Because the tumors in question had been unresponsive to the traditional chemotherapy treatment, Folkman said, the study lends support to the theory that it is possible to halt and reverse cancer growth in mice with a "flanking maneuver"--targeting blood cells surrounding the tumor but not the tumor itself.

"It provides additional evidence that tumors are angiogenesis-dependent, evidence for which has been piling up for 30 years now," Folkman said.

Folkman said the findings suggest a new way to treat tumors that were thought to be untreatable because they were resistant to traditional chemotherapy drug treatments.

He said some angiogenesis inhibitors are currently in clinical trials and may be added to conventional chemotherapy treatments in clinical studies when and if they are approved by the Food and Drug Administration.

The results of the study are particularly important to Folkman and members of his laboratory team, who have been studying angiogenesis for about 30 years.

In 1995, Browder, who was working full-time in Folkman's laboratory, began experimenting with non-standard treatment regimens that utilized a standard chemotherapy drug, Cytoxan.
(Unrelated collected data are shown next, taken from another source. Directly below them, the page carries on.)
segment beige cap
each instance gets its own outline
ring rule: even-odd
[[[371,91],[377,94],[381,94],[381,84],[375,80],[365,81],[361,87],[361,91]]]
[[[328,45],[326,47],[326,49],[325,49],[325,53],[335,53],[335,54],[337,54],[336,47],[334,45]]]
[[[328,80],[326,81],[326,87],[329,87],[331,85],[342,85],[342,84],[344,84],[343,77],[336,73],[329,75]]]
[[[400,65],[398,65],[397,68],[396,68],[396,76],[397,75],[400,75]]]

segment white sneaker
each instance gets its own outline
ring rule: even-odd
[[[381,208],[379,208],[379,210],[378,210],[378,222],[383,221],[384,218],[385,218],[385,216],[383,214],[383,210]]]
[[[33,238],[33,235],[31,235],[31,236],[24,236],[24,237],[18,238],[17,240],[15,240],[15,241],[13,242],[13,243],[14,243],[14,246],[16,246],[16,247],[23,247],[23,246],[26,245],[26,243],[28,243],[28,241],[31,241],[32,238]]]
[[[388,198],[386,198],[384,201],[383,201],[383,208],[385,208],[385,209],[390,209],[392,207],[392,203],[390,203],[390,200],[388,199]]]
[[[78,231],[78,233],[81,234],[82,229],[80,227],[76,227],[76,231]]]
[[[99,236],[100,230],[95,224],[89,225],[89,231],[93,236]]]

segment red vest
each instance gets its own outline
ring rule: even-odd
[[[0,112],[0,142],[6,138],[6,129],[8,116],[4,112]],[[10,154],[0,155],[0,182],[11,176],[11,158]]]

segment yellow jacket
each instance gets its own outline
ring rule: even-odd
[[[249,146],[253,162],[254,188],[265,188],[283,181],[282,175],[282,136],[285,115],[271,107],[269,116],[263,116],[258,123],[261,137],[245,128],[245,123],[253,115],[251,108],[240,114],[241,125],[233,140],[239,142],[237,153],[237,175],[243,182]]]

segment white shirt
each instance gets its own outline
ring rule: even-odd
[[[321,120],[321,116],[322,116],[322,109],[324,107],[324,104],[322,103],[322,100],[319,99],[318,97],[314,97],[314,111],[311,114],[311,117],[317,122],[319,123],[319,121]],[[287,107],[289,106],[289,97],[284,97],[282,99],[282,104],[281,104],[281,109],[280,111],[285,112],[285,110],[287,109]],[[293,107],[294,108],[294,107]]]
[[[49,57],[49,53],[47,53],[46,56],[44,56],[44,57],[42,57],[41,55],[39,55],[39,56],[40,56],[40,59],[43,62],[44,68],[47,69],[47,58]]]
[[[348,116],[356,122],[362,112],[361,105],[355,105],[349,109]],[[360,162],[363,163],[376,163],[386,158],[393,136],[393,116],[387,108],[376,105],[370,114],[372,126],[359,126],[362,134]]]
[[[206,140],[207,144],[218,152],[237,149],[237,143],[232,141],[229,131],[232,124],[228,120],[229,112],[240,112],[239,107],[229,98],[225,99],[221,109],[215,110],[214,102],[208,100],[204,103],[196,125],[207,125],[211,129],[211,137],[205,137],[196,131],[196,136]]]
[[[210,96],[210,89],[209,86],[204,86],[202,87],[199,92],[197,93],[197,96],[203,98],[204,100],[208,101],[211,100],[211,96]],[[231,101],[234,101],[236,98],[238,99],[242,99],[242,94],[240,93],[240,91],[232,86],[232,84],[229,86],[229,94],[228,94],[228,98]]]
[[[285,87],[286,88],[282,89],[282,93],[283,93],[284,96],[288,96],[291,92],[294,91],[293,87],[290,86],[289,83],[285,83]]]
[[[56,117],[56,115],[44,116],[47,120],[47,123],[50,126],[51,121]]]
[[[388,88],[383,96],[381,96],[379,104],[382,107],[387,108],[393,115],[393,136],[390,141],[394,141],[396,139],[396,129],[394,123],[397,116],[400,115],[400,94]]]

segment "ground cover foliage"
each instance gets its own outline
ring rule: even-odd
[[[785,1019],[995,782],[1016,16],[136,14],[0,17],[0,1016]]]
He eventually developed a treatment schedule that appeared to inhibit the regeneration of endothelial cells--the cells that line blood vessels--in test mice.

The treatment schedule consisted of a lower total dose of drugs administered continually every six days.

Conventional chemotherapy treatment typically gives patients high doses of toxic drugs to kill cancer cells and then prescribes a recovery period in which no drugs are administered.

Browder discovered that the off-therapy period allows the blood cells that feed tumors to regenerate and continue to nourish the very cancer cells that chemotherapy seeks to destroy.

For example, a standard treatment schedule for a woman with breast cancer might be to blast the cancer cells with the maximum dose of chemotherapy drugs she can stand, then allow her to rest for three weeks while her body recuperates, Folkman said.

"Conventional philosophy is to try to kill all the tumor cells early,"

Folkman said. "But you're forced to stop and rescue the bone marrow."

During the intensive drug treatment, cancer cells and surrounding tissue die off. But when the drugs are taken away for even a few weeks, endothelial cells can grow back.

In a statement issued March 31, Browder explained that unlike cancer cells, which tend to quickly divide and mutate, endothelial cells "are not themselves cancerous and thus are much less likely to develop resistance to chemotherapy."

In addition, giving lower doses of the standard drug proved "more effective and less toxic" in mice, the statement said.

Browder and Folkman's data point cancer researchers in a promising direction, especially because their evidence has been corroborated by other researchers who have conducted similar experiments.

Robert S. Kerbel, a professor of medical biophysics at the University of Toronto, published results in the Journal of Clinical Investigation that supported Browder's study.

Kerbel, who has collaborated with the Folkman laboratory for several years, used different chemicals than Browder but employed a similar technique in his study.

"[Kerbel] has said publicly that he got the idea from Dr. Browder, and it's nice to have it repeated," Folkman said.

But the researchers have said that despite the promising findings, they are cautiously optimistic, in part because the study only used mice as its subjects.

"It's an important paper, but it's not for immediate application," Folkman said. "The clinical trials will prove whether you will be able to use chemotherapy in that mode to help people. That's the practical application that hasn't been proved yet."